During the visit of New Zealand Prime Minister Chris Hipkins to China in late June, Comvita and Ole, a premium supermarket chain owned by State-owned China Resources (Holdings) Co Ltd, signed an agreement in Beijing to accelerate the localization and commercialization of Comvita's Harmony Plan within the Chinese market.

Under the Harmony Plan, Comvita, in association with local governments, communities, business partners and nongovernmental organizations, will invest 1 percent of its profit in China to help cut carbon emissions, protect bees' living environment and improve biodiversity.

"China stands out as the most dynamic and rapidly evolving market, necessitating foreign brands to grasp local market trends and consumer preferences, while demonstrating agility in business planning and operational efficiency," Banfield said.

Toward that goal, Comvita underwent a transformative phase over the past two years by reinforcing its local team, specifically enhancing its product development capabilities within China.

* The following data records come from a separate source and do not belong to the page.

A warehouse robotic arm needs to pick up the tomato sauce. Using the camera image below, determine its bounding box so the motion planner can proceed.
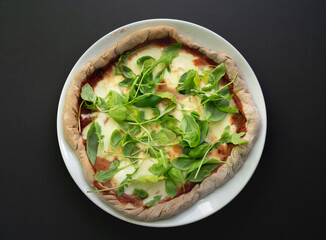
[79,37,247,207]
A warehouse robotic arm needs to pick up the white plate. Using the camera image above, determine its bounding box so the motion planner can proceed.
[57,19,267,227]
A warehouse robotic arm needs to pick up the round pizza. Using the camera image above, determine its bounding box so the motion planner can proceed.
[63,26,260,221]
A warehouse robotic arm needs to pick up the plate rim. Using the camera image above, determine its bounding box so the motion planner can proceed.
[56,18,267,227]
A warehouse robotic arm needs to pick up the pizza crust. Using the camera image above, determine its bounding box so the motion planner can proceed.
[63,26,261,221]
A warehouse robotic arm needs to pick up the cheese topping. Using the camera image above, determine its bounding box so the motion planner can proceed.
[81,40,244,203]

Such efforts led to double-digit growth and a promotional campaign in China in June.

In addition to promoting the sales of its core product Manuka honey in China, the company will deploy more resources to enhance its market presence through category expansion in the coming years, Banfield said.

In 2022, Comvita established a branch in Hainan Free Trade Port whose preferential free-trade policies help accelerate the pace of introduction of its medical-grade products like olive leaf extract in the country.

"China and New Zealand's industrial complementarity will continue to increase their trade in both goods and services from a long-term perspective, as China, a huge consumer and a manufacturer, needs to import many agricultural goods and commodities from New Zealand," said Zhao Ying, a researcher at the Beijing-based Institute of Industrial Economics, which is affiliated with the Chinese Academy of Social Sciences.

China will place higher premiums on attracting foreign investment and foster a more enabling business climate on a sustained basis, said Wang Wentao, minister of commerce while presiding over a roundtable with a dozen foreign pharmaceutical companies on Wednesday.